Acute ischemic stroke is a serious disease that endangers human health. In our efforts to develop an effective therapy, we previously showed that the potent, highly selective inhibitor of soluble epoxide hydrolase called 1-trifuoromethoxyphenyl-3-(1-propionylpiperidin-4-yl) urea (TPPU) protects the brain against focal ischemia in rats. Here we explored the mechanism of TPPU action by assessing whether it could preserve blood-brain barrier integrity and reduce apoptosis in the brain during permanent middle cerebral artery occlusion in male Sprague-Dawley rats. TPPU administration at the onset of stroke and once daily thereafter led to smaller infarct volume and brain edema as well as milder neurological deficits.
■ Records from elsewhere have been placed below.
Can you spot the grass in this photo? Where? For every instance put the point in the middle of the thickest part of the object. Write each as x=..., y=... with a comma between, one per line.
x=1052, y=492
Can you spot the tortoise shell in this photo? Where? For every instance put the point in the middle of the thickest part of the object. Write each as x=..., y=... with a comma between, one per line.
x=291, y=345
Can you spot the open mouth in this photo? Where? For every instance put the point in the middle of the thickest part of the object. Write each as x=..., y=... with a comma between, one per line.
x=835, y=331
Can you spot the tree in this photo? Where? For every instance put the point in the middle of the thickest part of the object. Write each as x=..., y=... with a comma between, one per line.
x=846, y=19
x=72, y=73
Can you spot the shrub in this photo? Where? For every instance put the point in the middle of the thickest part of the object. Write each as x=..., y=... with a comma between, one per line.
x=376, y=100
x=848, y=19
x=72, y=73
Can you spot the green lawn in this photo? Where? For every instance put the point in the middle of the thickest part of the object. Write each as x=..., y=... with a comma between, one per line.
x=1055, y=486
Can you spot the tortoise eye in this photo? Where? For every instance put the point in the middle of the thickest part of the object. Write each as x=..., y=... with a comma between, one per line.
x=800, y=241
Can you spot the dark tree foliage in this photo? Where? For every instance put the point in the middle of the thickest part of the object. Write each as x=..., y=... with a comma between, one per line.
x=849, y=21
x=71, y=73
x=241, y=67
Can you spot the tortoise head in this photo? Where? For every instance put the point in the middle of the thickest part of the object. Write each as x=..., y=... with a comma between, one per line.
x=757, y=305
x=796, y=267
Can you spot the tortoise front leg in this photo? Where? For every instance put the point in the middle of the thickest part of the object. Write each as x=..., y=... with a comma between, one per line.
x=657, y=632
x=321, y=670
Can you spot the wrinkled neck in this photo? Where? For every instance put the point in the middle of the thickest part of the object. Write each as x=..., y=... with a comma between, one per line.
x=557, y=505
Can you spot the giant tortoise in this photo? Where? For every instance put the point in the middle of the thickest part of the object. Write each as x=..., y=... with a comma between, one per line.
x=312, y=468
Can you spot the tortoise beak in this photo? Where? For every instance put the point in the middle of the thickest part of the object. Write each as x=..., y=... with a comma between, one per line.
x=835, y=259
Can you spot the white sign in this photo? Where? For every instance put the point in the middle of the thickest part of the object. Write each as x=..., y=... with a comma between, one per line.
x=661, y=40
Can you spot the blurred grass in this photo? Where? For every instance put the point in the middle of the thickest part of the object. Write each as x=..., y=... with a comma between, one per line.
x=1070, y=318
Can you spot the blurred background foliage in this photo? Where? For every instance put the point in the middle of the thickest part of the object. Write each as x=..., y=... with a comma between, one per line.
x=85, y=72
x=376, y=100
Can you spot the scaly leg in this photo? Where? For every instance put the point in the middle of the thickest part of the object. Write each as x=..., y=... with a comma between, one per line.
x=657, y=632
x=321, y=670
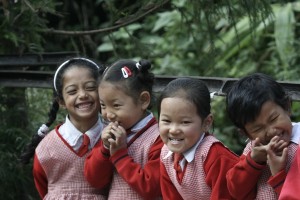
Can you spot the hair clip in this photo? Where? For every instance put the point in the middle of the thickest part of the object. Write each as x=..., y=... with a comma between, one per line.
x=126, y=72
x=212, y=94
x=138, y=65
x=43, y=130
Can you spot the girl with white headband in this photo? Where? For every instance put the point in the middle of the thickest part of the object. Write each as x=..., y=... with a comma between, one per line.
x=59, y=155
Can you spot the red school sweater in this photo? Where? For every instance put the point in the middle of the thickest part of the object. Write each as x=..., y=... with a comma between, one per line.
x=249, y=180
x=204, y=177
x=58, y=171
x=132, y=172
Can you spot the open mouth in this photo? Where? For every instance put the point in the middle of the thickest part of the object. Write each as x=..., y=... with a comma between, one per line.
x=84, y=106
x=175, y=140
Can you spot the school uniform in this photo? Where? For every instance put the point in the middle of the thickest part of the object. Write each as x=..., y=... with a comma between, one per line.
x=133, y=172
x=250, y=180
x=59, y=163
x=205, y=166
x=291, y=186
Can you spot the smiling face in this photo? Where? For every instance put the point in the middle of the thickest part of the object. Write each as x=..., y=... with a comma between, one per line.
x=180, y=125
x=116, y=105
x=80, y=95
x=272, y=120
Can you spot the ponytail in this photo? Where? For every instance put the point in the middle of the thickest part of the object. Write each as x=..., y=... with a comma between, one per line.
x=29, y=149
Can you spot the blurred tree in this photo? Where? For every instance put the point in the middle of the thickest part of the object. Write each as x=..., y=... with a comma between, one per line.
x=197, y=37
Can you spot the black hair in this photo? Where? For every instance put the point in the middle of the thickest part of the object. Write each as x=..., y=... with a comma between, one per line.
x=246, y=97
x=191, y=89
x=131, y=77
x=29, y=149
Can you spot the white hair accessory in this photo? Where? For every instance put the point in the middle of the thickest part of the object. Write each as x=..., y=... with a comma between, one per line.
x=66, y=62
x=138, y=65
x=43, y=130
x=212, y=94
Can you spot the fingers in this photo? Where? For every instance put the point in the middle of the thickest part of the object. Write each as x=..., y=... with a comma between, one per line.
x=256, y=143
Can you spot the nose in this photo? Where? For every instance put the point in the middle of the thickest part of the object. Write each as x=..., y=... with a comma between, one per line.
x=83, y=94
x=174, y=129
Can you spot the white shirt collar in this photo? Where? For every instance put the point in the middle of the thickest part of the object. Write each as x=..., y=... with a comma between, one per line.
x=189, y=155
x=141, y=124
x=75, y=138
x=295, y=137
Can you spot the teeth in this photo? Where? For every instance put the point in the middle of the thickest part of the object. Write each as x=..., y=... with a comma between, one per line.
x=84, y=106
x=175, y=141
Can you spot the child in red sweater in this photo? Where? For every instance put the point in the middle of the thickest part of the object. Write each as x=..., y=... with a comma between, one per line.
x=127, y=158
x=193, y=162
x=261, y=109
x=60, y=154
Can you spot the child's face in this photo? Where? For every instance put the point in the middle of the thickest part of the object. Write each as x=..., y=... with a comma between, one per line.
x=180, y=126
x=80, y=95
x=118, y=106
x=272, y=120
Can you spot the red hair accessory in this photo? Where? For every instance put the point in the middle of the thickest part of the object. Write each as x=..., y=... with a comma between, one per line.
x=126, y=72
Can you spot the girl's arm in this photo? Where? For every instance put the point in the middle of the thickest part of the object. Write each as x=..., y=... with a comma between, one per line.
x=144, y=180
x=216, y=165
x=168, y=190
x=40, y=178
x=98, y=169
x=242, y=178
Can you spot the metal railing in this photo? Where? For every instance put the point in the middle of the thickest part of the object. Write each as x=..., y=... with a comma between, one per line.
x=29, y=71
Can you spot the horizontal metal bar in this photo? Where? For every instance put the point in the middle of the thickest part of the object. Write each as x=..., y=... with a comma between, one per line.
x=43, y=59
x=220, y=86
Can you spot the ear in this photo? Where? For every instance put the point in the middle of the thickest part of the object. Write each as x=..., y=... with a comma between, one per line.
x=207, y=123
x=145, y=99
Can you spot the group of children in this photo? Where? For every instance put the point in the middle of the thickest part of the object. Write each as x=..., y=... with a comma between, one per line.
x=111, y=146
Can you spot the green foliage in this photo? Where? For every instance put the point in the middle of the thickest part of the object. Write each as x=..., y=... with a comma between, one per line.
x=21, y=24
x=202, y=38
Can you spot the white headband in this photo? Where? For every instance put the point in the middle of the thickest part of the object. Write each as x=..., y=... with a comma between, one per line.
x=64, y=63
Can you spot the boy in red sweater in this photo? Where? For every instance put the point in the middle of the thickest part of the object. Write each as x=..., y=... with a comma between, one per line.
x=260, y=108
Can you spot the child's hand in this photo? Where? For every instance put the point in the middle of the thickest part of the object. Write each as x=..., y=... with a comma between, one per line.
x=106, y=134
x=118, y=141
x=277, y=155
x=259, y=152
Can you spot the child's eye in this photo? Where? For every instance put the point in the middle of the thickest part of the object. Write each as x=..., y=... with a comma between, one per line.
x=71, y=92
x=257, y=130
x=165, y=120
x=274, y=118
x=186, y=122
x=117, y=105
x=92, y=88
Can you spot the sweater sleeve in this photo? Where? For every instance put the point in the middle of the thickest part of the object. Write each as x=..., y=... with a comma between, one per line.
x=218, y=162
x=168, y=190
x=98, y=169
x=276, y=182
x=144, y=180
x=242, y=178
x=40, y=178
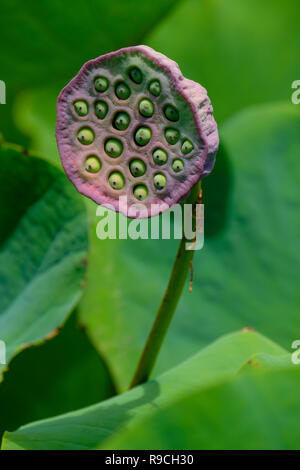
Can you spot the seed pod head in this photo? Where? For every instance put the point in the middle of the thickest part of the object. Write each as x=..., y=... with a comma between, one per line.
x=129, y=124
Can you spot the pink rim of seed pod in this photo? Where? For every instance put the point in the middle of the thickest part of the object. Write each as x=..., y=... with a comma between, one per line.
x=133, y=115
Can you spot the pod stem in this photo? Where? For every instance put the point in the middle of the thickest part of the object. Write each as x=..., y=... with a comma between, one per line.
x=168, y=304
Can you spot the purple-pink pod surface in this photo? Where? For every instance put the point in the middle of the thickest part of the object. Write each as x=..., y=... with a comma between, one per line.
x=132, y=130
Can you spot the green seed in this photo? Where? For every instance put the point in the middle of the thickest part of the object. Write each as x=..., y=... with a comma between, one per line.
x=122, y=91
x=146, y=107
x=113, y=147
x=187, y=146
x=143, y=135
x=160, y=156
x=172, y=135
x=177, y=165
x=171, y=113
x=81, y=107
x=159, y=181
x=154, y=87
x=136, y=75
x=116, y=180
x=121, y=121
x=101, y=109
x=92, y=164
x=137, y=167
x=140, y=192
x=101, y=84
x=86, y=136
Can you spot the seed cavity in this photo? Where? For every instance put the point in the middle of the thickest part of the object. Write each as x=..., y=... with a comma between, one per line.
x=160, y=156
x=113, y=148
x=154, y=87
x=116, y=180
x=140, y=192
x=122, y=91
x=86, y=136
x=172, y=135
x=137, y=167
x=146, y=107
x=101, y=109
x=143, y=136
x=171, y=113
x=81, y=107
x=92, y=164
x=160, y=181
x=187, y=146
x=136, y=75
x=177, y=165
x=101, y=84
x=121, y=121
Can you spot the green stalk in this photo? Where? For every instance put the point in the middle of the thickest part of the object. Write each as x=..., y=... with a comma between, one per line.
x=168, y=305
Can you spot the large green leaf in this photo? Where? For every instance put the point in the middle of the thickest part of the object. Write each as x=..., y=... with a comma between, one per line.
x=87, y=428
x=244, y=52
x=62, y=374
x=247, y=273
x=48, y=41
x=43, y=249
x=256, y=411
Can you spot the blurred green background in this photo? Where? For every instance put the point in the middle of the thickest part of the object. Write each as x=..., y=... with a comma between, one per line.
x=95, y=300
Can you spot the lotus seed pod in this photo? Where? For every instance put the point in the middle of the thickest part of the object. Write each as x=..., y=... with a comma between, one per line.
x=81, y=107
x=122, y=91
x=149, y=132
x=101, y=84
x=177, y=165
x=92, y=164
x=146, y=107
x=113, y=147
x=137, y=167
x=160, y=181
x=143, y=136
x=85, y=136
x=101, y=109
x=171, y=113
x=154, y=87
x=187, y=146
x=172, y=136
x=116, y=180
x=136, y=75
x=160, y=156
x=140, y=192
x=121, y=121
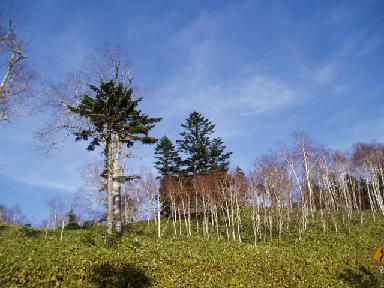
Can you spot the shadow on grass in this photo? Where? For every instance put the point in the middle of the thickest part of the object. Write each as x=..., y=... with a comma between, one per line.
x=362, y=278
x=106, y=275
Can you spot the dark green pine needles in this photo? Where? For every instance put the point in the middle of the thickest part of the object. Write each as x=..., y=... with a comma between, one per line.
x=204, y=154
x=113, y=111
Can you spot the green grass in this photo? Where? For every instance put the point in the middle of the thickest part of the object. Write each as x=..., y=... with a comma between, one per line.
x=138, y=259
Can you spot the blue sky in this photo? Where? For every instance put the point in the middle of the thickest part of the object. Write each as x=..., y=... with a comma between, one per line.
x=260, y=70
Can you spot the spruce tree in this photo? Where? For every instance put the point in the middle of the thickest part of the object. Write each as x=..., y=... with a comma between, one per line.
x=203, y=153
x=168, y=159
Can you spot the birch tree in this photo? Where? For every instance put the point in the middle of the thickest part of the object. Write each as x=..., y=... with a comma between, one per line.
x=16, y=79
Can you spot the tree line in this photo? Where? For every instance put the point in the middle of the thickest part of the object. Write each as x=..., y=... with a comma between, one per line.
x=292, y=189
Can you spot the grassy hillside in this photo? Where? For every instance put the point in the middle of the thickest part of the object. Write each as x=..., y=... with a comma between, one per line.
x=138, y=259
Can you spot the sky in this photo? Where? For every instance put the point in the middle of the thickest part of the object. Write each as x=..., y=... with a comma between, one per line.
x=259, y=70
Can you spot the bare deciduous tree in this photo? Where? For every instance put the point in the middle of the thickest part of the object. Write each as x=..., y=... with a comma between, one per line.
x=16, y=78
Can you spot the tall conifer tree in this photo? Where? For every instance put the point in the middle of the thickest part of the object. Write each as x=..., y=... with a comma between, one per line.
x=168, y=159
x=114, y=120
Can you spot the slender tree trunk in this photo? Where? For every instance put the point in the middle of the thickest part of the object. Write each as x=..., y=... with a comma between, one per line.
x=117, y=172
x=109, y=185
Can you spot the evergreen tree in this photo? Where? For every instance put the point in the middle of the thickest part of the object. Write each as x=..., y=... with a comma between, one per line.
x=73, y=222
x=168, y=159
x=114, y=120
x=204, y=154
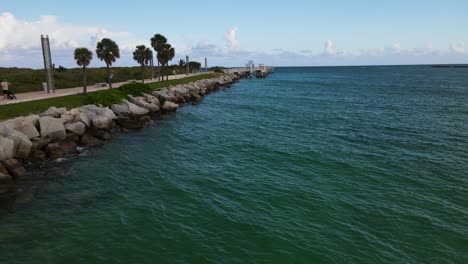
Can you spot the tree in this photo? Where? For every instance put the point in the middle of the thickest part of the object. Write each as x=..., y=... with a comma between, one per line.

TPPU significantly inhibited the activity of soluble epoxide hydrolase and matrix metalloproteases 2 and 9, reducing 14,15-DHET levels, while increasing expression of tight junction proteins. TPPU decreased numbers of apoptotic cells by down-regulating the pro-apoptotic proteins BAX and Caspase-3, while up-regulating the anti-apoptotic protein BCL-2. Our results suggest that TPPU can protect the blood-brain barrier and reduce the apoptosis of brain tissue caused by ischemia.